2階から見るボート乗り場 あまり天気が良くない


 マックス・ラインハルトはユダヤ人であり、1938年のナチスによるオーストリア併合を受け、イギリス経由でアメリカに亡命しました。
 彼が精魂を込めて飾り立てたレオポルツクローン城はナチスによって接収されました。
 ラインハルトは1943年にニューヨークで客死しました(70歳)。
 第二次大戦後にレオポルツクローン城はヘレナ夫人に返されました。

 戦争が終わって間もない1947年、オーストリアから米国に逃れ、ハーバード大で学んでいた青年がヘレナ夫人に「戦争を二度と起こさないため、世界中の知識人が知的交流をする場を作りたい」と申し出ました。
 この申し出に賛同した夫人は活動のためにレオポルツクローン城を提供し、ザルツブルク・セミナーが生まれました。

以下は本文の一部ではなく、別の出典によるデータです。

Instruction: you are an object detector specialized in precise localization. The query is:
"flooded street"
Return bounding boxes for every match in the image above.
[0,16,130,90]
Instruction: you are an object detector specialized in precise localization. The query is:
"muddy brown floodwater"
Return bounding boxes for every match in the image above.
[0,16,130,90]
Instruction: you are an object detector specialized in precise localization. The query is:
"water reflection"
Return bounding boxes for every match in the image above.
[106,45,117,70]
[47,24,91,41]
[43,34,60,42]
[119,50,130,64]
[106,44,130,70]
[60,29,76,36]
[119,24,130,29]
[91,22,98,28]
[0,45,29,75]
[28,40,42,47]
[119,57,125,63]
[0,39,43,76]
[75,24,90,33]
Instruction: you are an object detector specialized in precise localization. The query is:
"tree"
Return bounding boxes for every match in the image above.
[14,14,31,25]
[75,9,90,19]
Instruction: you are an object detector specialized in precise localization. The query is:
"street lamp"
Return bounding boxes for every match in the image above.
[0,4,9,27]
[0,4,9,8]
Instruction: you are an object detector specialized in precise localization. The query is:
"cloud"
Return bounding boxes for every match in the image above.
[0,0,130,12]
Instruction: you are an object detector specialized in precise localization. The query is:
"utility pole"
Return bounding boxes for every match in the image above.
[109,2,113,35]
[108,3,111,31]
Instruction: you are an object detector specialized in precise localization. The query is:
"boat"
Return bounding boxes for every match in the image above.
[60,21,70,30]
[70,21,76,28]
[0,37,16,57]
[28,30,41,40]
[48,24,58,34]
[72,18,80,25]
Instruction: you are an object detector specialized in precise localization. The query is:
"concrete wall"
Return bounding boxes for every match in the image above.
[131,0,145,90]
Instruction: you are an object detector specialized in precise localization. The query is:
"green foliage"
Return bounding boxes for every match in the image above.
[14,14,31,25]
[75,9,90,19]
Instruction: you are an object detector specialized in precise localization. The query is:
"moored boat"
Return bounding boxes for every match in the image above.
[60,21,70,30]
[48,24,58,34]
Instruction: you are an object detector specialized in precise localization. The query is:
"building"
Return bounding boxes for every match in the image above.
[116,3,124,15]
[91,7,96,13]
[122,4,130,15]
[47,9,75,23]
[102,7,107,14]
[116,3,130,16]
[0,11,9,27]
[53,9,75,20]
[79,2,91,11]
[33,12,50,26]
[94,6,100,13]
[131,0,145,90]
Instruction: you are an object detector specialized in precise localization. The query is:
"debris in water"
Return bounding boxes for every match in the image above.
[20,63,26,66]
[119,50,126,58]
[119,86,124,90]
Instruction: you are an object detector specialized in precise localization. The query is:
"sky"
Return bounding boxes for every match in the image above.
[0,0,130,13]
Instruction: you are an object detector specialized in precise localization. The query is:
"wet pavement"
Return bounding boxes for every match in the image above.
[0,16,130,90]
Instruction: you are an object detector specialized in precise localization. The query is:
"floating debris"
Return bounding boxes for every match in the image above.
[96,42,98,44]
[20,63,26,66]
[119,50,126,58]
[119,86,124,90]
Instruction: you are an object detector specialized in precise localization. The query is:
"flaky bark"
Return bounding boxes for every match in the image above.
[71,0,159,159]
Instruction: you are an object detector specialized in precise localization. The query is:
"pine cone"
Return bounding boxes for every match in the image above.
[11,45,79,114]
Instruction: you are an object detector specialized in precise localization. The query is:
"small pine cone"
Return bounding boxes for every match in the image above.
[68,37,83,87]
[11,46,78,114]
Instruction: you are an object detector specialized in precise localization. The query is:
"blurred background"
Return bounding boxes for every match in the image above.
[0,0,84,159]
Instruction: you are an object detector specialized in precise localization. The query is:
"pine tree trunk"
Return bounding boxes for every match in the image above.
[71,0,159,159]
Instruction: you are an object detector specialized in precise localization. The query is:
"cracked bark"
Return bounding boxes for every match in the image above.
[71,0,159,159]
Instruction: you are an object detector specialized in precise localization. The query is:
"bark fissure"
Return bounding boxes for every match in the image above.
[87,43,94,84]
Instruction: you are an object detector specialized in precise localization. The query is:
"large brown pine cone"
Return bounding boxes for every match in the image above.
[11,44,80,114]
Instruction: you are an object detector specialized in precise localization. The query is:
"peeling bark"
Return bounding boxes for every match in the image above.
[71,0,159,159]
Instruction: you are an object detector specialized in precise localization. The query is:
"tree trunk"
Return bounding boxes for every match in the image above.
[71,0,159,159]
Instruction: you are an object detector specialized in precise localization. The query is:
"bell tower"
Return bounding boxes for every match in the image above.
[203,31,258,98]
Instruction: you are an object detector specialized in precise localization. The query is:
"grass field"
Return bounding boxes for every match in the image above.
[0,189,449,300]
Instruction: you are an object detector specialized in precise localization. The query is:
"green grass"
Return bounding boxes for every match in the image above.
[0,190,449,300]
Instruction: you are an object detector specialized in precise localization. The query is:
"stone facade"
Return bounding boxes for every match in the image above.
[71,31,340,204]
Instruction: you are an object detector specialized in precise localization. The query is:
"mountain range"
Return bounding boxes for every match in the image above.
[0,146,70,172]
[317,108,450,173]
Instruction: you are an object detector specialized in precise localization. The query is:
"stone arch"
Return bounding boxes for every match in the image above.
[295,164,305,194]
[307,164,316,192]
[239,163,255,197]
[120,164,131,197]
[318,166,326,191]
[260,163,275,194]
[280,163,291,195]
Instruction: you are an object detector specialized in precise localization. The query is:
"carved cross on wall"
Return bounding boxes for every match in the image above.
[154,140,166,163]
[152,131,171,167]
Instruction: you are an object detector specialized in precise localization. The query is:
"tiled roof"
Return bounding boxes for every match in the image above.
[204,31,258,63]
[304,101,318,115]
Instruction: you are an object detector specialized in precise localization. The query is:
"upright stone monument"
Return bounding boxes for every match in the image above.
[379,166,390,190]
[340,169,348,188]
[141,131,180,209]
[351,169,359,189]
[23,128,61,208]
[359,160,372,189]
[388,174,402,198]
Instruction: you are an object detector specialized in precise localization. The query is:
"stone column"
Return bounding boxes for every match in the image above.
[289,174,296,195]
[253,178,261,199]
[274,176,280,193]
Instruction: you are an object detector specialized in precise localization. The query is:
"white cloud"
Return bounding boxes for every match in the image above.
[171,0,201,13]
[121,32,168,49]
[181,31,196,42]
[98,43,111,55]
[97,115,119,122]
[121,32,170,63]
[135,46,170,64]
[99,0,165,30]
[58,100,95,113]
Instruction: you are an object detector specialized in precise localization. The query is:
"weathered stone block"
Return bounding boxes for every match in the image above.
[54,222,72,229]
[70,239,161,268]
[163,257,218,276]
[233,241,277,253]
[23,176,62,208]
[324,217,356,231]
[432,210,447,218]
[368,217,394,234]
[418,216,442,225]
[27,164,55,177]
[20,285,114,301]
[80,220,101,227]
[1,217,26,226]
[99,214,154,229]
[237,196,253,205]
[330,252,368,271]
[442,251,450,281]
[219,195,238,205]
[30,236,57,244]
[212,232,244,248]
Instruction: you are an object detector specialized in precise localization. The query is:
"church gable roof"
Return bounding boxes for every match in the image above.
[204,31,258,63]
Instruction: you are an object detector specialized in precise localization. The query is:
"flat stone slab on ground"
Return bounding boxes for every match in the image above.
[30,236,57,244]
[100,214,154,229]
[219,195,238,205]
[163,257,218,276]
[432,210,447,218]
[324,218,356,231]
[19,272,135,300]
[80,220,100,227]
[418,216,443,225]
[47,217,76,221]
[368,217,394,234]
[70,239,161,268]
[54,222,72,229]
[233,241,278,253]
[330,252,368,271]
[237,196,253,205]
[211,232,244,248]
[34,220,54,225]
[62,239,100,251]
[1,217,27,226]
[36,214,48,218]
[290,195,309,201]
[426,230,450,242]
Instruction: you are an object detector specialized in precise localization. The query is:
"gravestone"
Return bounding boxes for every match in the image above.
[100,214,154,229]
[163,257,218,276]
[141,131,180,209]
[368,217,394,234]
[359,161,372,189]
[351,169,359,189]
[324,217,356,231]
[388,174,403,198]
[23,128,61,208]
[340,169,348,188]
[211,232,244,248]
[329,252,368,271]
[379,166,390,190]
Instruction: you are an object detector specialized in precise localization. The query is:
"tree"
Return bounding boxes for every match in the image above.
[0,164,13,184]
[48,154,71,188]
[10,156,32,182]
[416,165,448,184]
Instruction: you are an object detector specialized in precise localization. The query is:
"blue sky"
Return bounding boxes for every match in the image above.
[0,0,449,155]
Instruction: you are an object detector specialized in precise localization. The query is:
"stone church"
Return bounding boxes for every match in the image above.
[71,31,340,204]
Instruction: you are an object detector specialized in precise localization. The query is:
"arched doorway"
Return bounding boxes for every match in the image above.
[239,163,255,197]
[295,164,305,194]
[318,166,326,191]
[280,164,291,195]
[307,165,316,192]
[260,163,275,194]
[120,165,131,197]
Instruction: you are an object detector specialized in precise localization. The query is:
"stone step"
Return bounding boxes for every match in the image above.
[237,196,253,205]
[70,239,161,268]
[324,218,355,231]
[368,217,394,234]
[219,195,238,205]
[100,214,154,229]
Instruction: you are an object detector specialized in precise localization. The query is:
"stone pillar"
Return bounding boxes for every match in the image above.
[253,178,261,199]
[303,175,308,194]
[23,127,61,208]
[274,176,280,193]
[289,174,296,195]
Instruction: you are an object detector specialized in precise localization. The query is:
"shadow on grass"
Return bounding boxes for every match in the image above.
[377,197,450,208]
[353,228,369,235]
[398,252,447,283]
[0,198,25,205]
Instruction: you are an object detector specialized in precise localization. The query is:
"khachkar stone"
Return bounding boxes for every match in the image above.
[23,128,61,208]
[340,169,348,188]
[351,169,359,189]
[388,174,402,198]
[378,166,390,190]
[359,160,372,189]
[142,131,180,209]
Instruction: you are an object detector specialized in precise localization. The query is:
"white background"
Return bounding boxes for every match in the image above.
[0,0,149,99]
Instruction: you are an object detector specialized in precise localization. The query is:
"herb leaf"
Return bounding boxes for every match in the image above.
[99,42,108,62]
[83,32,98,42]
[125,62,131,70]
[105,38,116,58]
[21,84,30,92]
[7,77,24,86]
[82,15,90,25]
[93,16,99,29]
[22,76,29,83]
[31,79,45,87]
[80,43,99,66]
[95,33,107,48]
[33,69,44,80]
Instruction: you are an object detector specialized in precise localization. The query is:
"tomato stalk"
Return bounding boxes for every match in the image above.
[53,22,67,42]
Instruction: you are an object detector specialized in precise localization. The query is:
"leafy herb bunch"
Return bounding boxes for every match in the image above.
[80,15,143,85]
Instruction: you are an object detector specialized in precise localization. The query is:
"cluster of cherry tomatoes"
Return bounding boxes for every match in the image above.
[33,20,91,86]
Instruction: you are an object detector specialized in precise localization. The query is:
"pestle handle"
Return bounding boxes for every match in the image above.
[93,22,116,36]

 ザルツブルク・セミナーは『サウンド・オブ・ミュージック』のファンが嫌いだったようで、大切なガラスのパヴィリオンを放り出し、敷地内は私有物として立入禁止としていました。
 しかしながら、2006年からホテルとして宿泊可能となり、僕も「落ち穂拾い」をすることが出来たわけです (^_^) 。